Replying to osimons:

I don't do so myself, but know for a fact that many of the larger public Trac installs serve attachments directly via Apache (or other web server) and not via Trac.

That's generally a bad idea. Did you see #7894 and the suggestion to use X-Sendfile?

Yes, that sounds like a good idea. But as I said, I don't serve directly myself so I cannot comment on the technical merit of the various approaches. I just know from many years of mailing list and IRC that high load and large attachments via Python is also well capable of making sites non-responsive.

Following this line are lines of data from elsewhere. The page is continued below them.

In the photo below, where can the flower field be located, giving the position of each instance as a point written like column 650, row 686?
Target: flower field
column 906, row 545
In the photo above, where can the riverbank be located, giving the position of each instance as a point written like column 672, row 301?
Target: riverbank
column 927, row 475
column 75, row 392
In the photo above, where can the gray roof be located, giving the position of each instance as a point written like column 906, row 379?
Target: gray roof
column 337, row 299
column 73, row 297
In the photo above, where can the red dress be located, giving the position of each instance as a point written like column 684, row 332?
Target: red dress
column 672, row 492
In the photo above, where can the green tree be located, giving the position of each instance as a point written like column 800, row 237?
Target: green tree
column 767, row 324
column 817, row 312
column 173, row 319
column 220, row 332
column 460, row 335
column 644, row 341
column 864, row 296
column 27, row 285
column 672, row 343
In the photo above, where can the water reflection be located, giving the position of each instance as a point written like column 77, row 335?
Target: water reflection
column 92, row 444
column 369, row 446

Oh, another thing I forgot to complain about… :-) Moving attachments to files/attachments sounds like a bad idea to me. Or rather, it is a major change based on no pressing need and only serves to confuse. Is having a handful of directories in $ENV really that confusing? What are files anyway? It is nondescript and without real meaning - all content in $ENV are files… Do I put my logo in files or htdocs? I like the fact that each directory in $ENV is owned by a module, and don't think other modules should depend on some hierarchy that may or may not exist depending on modules being enabled or not with corresponding upgrades. The fact that I already use files directory 'namespace' for a per-project webdav project share is of minor consequence.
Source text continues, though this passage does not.